Retrieval/Knowledge-Augmented Generation or RAG (i.e., Providing LLMs External Knowledge)

  • In an industrial setting, cost-conscious, privacy-respecting, and reliable solutions are most desired. Companies, especially startups, are not looking to invest in talent or training models from scratch with no RoI on the horizon.
  • In most recent research and release of new chatbots, it’s been shown that they are capable of leveraging knowledge and information that is not necessarily in its weights. This paradigm is referred to as Retrieval Augmented Generation (RAG).
  • RAG enables in-context learning without costly fine-tuning, making the use of LLMs more cost-efficient. By leveraging RAG, companies can use the same model to process and generate responses based on new data, while being able to customize their solution and maintain relevance. RAG also helps alleviate hallucination.
  • There are several ways we can accomplish this, first of those being leveraging another LM by iteratively calling it to extract information needed.
  • In the image below (source), we get a glimpse into how iteratively calling LM works:

  • Another method for LLM gaining external knowledge is through information retrieval via memory units such as an external database, say of recent facts. As such, there are two types of information retrievers, dense and sparse.
    • As the name suggests, sparse retrievers use sparse bag of words representation of documents and queries while dense (neural) retrievers use dense query and document vectors obtained from a neural network.
  • Yet another method is to leverage using agents which utilize APIs/tools to carry out a specializes task.
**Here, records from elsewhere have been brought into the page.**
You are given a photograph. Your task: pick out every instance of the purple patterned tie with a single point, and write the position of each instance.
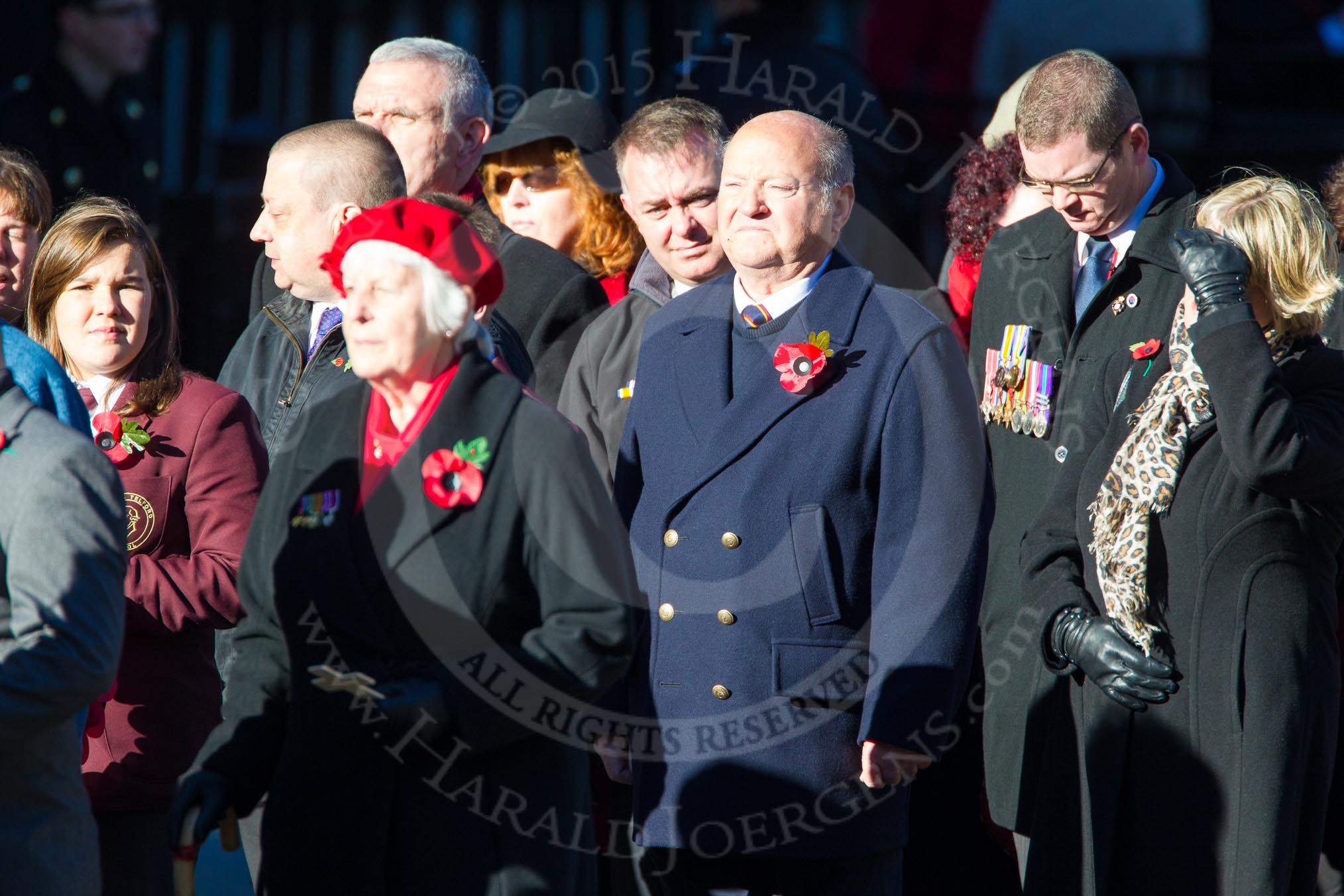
(756, 316)
(329, 319)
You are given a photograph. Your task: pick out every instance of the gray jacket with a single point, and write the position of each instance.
(604, 364)
(62, 612)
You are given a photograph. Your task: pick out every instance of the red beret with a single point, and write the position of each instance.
(436, 233)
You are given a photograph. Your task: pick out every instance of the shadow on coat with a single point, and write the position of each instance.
(1105, 833)
(949, 850)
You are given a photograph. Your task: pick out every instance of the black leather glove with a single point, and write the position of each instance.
(1215, 268)
(206, 789)
(1109, 660)
(404, 699)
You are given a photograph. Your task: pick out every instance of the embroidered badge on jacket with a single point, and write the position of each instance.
(316, 510)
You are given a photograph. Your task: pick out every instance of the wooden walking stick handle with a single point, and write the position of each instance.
(184, 856)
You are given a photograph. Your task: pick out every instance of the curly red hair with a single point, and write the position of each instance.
(980, 190)
(609, 242)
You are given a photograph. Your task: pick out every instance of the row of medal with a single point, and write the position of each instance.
(1018, 390)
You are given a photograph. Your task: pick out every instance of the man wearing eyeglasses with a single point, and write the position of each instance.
(85, 116)
(1090, 276)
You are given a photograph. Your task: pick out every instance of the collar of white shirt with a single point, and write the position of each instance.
(1123, 235)
(316, 317)
(105, 392)
(781, 302)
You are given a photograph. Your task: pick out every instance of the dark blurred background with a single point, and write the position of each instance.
(1221, 84)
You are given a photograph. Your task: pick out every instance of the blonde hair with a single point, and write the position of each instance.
(608, 243)
(1289, 239)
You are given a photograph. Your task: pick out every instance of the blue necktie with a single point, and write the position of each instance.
(1092, 276)
(756, 316)
(329, 319)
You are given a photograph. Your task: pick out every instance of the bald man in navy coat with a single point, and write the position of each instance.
(804, 480)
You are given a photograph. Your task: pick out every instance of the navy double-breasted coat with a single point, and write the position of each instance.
(812, 567)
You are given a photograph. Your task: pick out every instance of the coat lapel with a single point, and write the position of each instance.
(331, 463)
(759, 404)
(703, 358)
(401, 516)
(1048, 252)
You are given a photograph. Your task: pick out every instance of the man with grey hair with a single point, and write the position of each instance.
(809, 544)
(668, 158)
(430, 98)
(1090, 276)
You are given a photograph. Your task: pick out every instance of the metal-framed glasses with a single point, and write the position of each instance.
(1081, 184)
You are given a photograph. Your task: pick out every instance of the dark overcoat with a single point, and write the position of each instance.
(596, 395)
(1222, 789)
(812, 567)
(1027, 277)
(507, 604)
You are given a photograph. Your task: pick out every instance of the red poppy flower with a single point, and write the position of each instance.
(108, 427)
(799, 364)
(1147, 350)
(449, 480)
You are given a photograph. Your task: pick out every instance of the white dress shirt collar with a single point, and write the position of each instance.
(785, 299)
(1124, 235)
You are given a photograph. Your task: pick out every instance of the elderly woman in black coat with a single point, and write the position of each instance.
(1184, 577)
(435, 585)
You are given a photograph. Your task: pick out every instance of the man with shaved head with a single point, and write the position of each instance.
(805, 488)
(294, 355)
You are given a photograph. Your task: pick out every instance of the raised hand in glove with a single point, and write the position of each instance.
(1215, 268)
(206, 790)
(404, 699)
(1109, 660)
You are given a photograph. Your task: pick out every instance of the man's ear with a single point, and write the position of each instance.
(1139, 141)
(842, 206)
(475, 132)
(345, 211)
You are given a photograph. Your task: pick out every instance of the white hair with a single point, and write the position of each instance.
(467, 90)
(445, 306)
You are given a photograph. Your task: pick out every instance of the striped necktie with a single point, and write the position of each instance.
(756, 316)
(328, 321)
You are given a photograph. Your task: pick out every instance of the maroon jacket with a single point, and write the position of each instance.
(190, 499)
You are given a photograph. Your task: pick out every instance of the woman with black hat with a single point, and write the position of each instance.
(433, 566)
(550, 176)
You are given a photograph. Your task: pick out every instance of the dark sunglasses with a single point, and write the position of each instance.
(534, 182)
(1081, 184)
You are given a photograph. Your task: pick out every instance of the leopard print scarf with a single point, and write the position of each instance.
(1143, 480)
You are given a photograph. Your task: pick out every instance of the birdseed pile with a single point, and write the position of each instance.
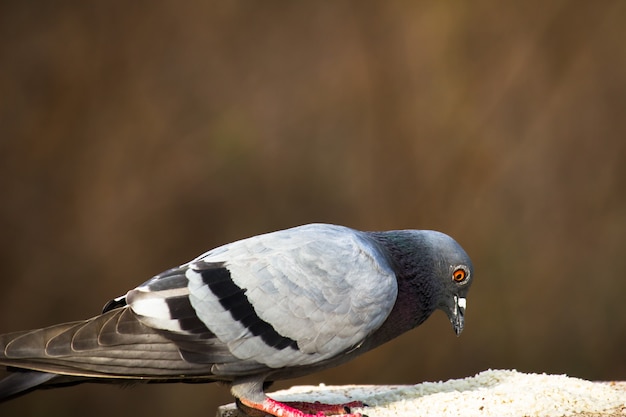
(489, 393)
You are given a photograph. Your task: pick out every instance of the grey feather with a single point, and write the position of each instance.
(268, 307)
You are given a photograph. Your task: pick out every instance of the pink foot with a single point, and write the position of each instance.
(299, 409)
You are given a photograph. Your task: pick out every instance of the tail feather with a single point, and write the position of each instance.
(113, 345)
(22, 382)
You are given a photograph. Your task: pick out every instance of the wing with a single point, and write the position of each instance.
(288, 298)
(113, 345)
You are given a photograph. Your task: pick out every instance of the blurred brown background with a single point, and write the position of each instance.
(136, 135)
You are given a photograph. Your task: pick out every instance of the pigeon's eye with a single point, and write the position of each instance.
(459, 275)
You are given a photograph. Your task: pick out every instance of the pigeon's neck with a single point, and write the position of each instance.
(411, 258)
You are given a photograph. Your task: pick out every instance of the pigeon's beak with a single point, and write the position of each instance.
(457, 314)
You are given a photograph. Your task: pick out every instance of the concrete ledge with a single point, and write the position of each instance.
(489, 393)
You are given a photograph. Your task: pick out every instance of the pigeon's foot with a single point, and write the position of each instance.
(298, 408)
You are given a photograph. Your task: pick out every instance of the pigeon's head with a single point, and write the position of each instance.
(454, 272)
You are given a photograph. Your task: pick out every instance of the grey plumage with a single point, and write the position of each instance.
(268, 307)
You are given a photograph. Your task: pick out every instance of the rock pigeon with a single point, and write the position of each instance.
(265, 308)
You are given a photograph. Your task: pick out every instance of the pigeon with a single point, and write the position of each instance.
(269, 307)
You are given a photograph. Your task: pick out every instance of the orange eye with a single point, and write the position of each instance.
(459, 275)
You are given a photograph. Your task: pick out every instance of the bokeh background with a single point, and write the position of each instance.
(136, 135)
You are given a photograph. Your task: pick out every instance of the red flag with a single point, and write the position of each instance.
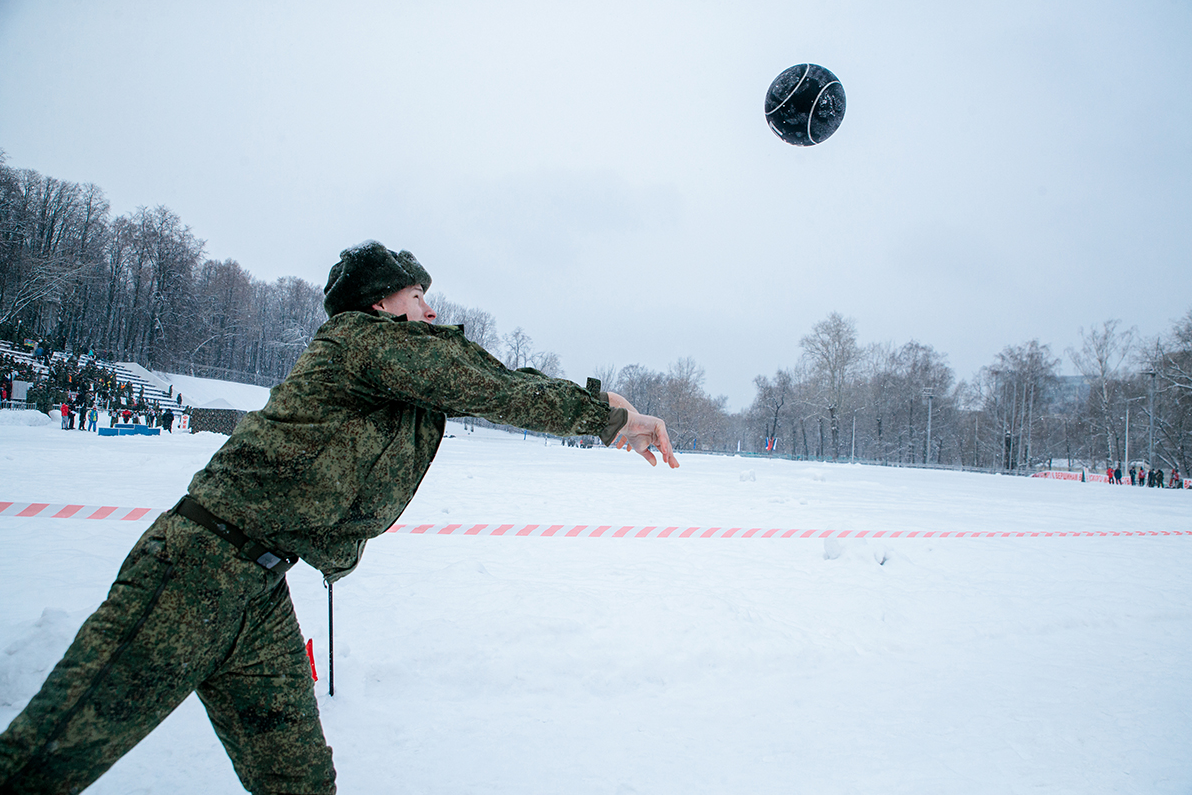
(310, 653)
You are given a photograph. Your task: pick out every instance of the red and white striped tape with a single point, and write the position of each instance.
(48, 510)
(677, 532)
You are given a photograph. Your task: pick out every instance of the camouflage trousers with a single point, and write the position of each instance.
(185, 614)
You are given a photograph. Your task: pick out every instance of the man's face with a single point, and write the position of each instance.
(410, 302)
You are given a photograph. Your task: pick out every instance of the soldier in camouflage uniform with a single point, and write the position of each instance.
(200, 603)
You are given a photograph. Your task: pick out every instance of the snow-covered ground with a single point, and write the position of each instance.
(472, 664)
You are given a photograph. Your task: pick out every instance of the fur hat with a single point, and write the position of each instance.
(367, 273)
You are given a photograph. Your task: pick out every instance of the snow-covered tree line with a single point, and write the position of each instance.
(137, 287)
(846, 401)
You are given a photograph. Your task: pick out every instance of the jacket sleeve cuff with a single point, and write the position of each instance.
(616, 420)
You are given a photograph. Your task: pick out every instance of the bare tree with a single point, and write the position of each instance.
(833, 352)
(1102, 354)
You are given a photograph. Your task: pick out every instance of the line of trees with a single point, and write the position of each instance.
(137, 287)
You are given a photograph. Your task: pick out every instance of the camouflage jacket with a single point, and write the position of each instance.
(343, 442)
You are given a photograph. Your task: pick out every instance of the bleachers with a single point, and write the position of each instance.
(124, 372)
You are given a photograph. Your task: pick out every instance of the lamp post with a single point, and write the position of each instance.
(1128, 402)
(1150, 418)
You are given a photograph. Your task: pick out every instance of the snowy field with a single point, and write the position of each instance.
(618, 666)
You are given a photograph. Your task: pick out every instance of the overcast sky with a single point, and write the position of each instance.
(602, 174)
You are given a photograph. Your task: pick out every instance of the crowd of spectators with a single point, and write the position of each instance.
(79, 387)
(1152, 478)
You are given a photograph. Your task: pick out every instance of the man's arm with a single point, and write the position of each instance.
(439, 368)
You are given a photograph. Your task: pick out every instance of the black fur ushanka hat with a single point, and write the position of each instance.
(367, 273)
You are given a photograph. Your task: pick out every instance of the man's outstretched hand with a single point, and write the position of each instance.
(640, 432)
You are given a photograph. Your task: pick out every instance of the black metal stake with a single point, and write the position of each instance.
(330, 641)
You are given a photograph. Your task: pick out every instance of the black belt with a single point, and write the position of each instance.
(246, 547)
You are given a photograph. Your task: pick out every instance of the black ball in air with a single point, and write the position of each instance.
(805, 105)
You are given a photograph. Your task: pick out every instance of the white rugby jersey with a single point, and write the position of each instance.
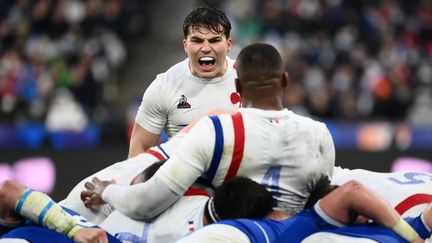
(182, 218)
(175, 98)
(286, 152)
(407, 192)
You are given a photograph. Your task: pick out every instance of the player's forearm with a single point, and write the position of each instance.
(371, 205)
(141, 201)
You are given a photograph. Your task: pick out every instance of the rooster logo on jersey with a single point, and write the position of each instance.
(183, 104)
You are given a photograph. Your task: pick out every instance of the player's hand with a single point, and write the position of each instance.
(92, 196)
(90, 235)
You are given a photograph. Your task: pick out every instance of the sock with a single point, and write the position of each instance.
(41, 209)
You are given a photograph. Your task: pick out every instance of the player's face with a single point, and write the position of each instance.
(207, 52)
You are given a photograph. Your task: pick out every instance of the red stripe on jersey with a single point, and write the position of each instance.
(196, 192)
(156, 154)
(239, 140)
(412, 201)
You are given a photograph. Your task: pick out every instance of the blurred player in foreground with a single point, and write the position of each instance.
(409, 193)
(202, 82)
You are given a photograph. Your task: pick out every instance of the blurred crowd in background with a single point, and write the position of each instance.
(350, 60)
(59, 59)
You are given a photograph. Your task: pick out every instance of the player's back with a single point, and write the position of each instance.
(183, 217)
(407, 192)
(286, 152)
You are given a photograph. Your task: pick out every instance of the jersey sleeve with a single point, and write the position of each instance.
(175, 176)
(327, 150)
(191, 159)
(152, 113)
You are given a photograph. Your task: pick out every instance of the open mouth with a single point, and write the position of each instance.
(206, 62)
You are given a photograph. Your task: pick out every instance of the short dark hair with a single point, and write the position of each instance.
(241, 197)
(259, 61)
(208, 17)
(322, 188)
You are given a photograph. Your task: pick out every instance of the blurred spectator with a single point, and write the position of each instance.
(348, 60)
(48, 45)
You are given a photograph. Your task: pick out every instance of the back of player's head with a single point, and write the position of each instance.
(239, 197)
(258, 62)
(322, 188)
(207, 17)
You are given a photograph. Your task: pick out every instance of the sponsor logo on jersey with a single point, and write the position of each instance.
(183, 104)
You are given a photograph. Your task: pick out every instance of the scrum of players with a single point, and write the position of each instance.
(255, 173)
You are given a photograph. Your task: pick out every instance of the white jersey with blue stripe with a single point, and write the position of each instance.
(286, 152)
(176, 98)
(182, 218)
(408, 192)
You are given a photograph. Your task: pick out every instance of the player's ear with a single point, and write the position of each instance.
(229, 43)
(285, 79)
(238, 86)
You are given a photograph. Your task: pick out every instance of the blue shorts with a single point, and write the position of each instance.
(294, 229)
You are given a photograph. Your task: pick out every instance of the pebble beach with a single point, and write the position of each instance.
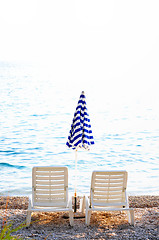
(111, 225)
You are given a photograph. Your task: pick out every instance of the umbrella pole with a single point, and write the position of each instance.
(75, 194)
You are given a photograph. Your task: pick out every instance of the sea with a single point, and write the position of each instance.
(36, 111)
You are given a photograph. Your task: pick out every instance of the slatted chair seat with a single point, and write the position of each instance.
(108, 193)
(49, 191)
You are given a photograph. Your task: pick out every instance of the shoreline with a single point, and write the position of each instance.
(111, 225)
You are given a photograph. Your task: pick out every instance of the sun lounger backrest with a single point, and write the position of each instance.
(50, 186)
(108, 188)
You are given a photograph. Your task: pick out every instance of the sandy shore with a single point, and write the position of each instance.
(113, 225)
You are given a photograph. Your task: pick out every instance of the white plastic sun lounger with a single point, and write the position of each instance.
(49, 191)
(108, 193)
The model chooses the most appropriate tool corresponding to a given input. With the help of tools like Google Search, Wikipedia and OpenAPI, LLMs can not only browse the web while responding, but also perform tasks like flight booking and weather reporting. LangChain offers a variety of different tools.
  • “Even though the idea of retrieving documents to perform question answering is not new, retrieval-augmented LMs have recently demonstrated strong performance in other knowledge-intensive tasks besides Q&A. These proposals close the performance gap compared to larger LMs that use significantly more parameters.” (source)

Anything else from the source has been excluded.